Given this database of patient scans and associated unlabeled nodes, we then validated the efficacy of the LNSM in defining regional nodal stations. To do this, we first ran 3D Chest-Model Computation and Station Definition on all 32 raw scans to give a total of 320 automatically defined 3D regional nodal stations. Next, the research team examined each patient scan in conjunction with the database of previously identified lymph nodes to determine if the automatically defined stations properly covered constituent lymph nodes. Armed with their knowledge of the TNM system’s anatomical criteria (e.g., Fig. 1; Table 1), the research team again worked in close collaboration and drew upon the LNSM’s visualization tools (Fig. 7) to make judgments on nodal coverage.

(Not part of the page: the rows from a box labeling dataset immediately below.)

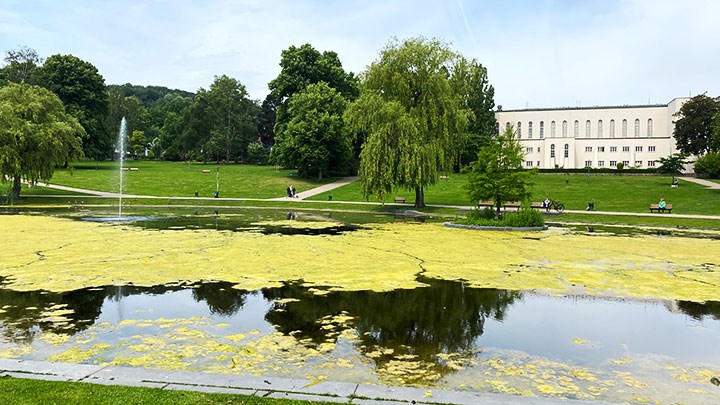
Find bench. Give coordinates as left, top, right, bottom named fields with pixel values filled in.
left=650, top=204, right=672, bottom=212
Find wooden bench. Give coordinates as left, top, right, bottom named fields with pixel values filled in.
left=650, top=204, right=672, bottom=212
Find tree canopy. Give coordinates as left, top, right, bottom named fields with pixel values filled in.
left=467, top=125, right=532, bottom=218
left=675, top=94, right=720, bottom=155
left=42, top=55, right=109, bottom=160
left=345, top=38, right=472, bottom=207
left=271, top=82, right=351, bottom=179
left=0, top=83, right=85, bottom=198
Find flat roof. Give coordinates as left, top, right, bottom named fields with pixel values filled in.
left=495, top=104, right=668, bottom=112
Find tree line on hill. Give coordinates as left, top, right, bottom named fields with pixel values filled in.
left=0, top=37, right=720, bottom=207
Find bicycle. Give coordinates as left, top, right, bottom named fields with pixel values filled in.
left=545, top=200, right=565, bottom=213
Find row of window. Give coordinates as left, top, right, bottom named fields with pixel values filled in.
left=505, top=118, right=653, bottom=139
left=544, top=144, right=655, bottom=158
left=525, top=160, right=655, bottom=168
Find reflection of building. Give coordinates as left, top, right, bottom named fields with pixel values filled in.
left=495, top=98, right=689, bottom=169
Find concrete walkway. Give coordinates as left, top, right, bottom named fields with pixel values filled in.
left=678, top=177, right=720, bottom=189
left=0, top=359, right=599, bottom=405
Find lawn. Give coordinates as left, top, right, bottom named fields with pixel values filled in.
left=0, top=378, right=330, bottom=405
left=312, top=174, right=720, bottom=215
left=50, top=160, right=335, bottom=198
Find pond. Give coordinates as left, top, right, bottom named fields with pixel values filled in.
left=0, top=209, right=720, bottom=404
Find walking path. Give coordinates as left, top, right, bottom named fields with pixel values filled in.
left=678, top=177, right=720, bottom=189
left=19, top=177, right=720, bottom=220
left=0, top=358, right=598, bottom=405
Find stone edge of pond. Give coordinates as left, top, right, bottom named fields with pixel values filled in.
left=443, top=222, right=548, bottom=232
left=0, top=358, right=605, bottom=405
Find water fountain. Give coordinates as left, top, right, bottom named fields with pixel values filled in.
left=118, top=117, right=127, bottom=219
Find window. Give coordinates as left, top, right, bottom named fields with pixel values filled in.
left=623, top=120, right=627, bottom=138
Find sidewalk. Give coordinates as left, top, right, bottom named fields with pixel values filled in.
left=0, top=358, right=599, bottom=405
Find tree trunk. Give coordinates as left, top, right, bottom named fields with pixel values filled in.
left=415, top=187, right=425, bottom=208
left=10, top=176, right=20, bottom=200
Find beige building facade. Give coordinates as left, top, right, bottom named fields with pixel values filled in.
left=495, top=98, right=689, bottom=169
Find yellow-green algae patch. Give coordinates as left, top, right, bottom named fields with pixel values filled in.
left=0, top=215, right=720, bottom=301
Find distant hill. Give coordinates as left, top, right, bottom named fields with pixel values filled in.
left=106, top=83, right=195, bottom=107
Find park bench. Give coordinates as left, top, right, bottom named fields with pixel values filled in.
left=650, top=204, right=672, bottom=212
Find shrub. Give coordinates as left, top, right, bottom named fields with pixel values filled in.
left=459, top=208, right=545, bottom=228
left=695, top=152, right=720, bottom=179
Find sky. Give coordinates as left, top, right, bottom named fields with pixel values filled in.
left=0, top=0, right=720, bottom=110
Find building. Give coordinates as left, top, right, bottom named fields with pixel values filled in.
left=495, top=98, right=689, bottom=169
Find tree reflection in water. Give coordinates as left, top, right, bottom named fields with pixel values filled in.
left=263, top=279, right=522, bottom=383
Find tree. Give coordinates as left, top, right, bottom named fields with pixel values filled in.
left=674, top=94, right=720, bottom=155
left=268, top=44, right=358, bottom=153
left=0, top=46, right=43, bottom=85
left=467, top=125, right=532, bottom=218
left=0, top=83, right=84, bottom=198
left=270, top=82, right=350, bottom=179
left=658, top=152, right=690, bottom=182
left=345, top=38, right=471, bottom=207
left=42, top=55, right=109, bottom=160
left=455, top=59, right=497, bottom=166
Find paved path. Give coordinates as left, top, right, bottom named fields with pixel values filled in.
left=678, top=177, right=720, bottom=189
left=0, top=358, right=598, bottom=405
left=22, top=177, right=720, bottom=220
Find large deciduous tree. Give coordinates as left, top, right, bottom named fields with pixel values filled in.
left=271, top=82, right=351, bottom=179
left=42, top=55, right=109, bottom=160
left=345, top=38, right=471, bottom=207
left=0, top=84, right=85, bottom=198
left=0, top=46, right=43, bottom=85
left=674, top=94, right=720, bottom=155
left=454, top=60, right=497, bottom=166
left=467, top=125, right=532, bottom=218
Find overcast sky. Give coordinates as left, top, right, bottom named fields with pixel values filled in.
left=0, top=0, right=720, bottom=109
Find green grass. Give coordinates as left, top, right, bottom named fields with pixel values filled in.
left=0, top=378, right=332, bottom=405
left=45, top=160, right=335, bottom=198
left=312, top=174, right=720, bottom=215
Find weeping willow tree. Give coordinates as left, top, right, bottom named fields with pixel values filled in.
left=345, top=38, right=472, bottom=207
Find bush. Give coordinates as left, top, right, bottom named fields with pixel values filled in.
left=695, top=152, right=720, bottom=179
left=459, top=208, right=545, bottom=228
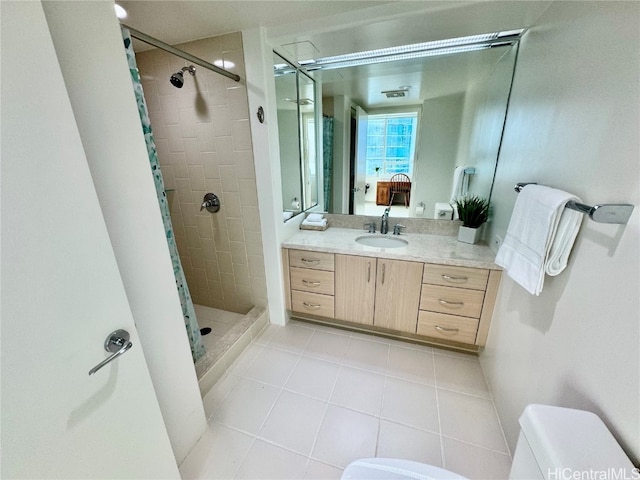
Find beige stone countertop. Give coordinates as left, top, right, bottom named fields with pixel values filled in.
left=282, top=227, right=500, bottom=270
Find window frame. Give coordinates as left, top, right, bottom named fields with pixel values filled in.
left=365, top=106, right=422, bottom=180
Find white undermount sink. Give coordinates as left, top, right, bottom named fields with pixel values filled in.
left=356, top=235, right=409, bottom=248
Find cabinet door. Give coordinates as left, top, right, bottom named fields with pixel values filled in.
left=373, top=258, right=423, bottom=333
left=335, top=255, right=378, bottom=325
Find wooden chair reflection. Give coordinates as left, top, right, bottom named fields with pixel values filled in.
left=389, top=173, right=411, bottom=208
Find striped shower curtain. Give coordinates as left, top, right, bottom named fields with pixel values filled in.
left=122, top=28, right=205, bottom=363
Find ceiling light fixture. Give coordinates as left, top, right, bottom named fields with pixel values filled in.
left=113, top=3, right=127, bottom=20
left=299, top=29, right=524, bottom=70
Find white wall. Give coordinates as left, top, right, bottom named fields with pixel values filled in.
left=481, top=2, right=640, bottom=463
left=44, top=1, right=206, bottom=462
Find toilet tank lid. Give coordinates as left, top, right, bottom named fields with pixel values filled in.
left=520, top=404, right=640, bottom=478
left=340, top=458, right=467, bottom=480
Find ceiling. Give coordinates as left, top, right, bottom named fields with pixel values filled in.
left=117, top=0, right=551, bottom=108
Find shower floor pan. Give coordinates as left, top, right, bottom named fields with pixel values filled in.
left=194, top=304, right=268, bottom=397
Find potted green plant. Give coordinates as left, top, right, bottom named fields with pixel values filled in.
left=455, top=195, right=489, bottom=243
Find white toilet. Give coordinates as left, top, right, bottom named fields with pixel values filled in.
left=342, top=405, right=640, bottom=480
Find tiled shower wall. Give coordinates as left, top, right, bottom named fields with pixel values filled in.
left=136, top=33, right=267, bottom=313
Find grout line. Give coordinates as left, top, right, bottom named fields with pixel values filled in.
left=432, top=348, right=447, bottom=469
left=442, top=435, right=511, bottom=458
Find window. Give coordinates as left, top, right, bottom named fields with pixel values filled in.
left=366, top=112, right=418, bottom=177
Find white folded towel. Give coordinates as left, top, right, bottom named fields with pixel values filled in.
left=306, top=213, right=324, bottom=222
left=496, top=185, right=582, bottom=295
left=302, top=218, right=327, bottom=227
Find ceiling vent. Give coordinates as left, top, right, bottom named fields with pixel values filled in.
left=380, top=90, right=407, bottom=98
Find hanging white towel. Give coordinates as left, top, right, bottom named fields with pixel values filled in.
left=496, top=185, right=582, bottom=295
left=450, top=166, right=469, bottom=205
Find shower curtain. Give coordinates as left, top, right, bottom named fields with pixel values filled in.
left=122, top=27, right=205, bottom=363
left=322, top=115, right=333, bottom=212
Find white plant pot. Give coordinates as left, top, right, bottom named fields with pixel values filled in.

Note that the LNSM’s automatic analysis has no connection to the previously identified lymph nodes. Hence, there is no “system training” per se to run the automatic analysis. Furthermore, as discussed in Sect. 2.1, the methods employed by 3D Chest-Model Computation were built previously and independent of this study. Finally, the automatically defined landmarks depend strictly on anatomy and hence are independent of the data.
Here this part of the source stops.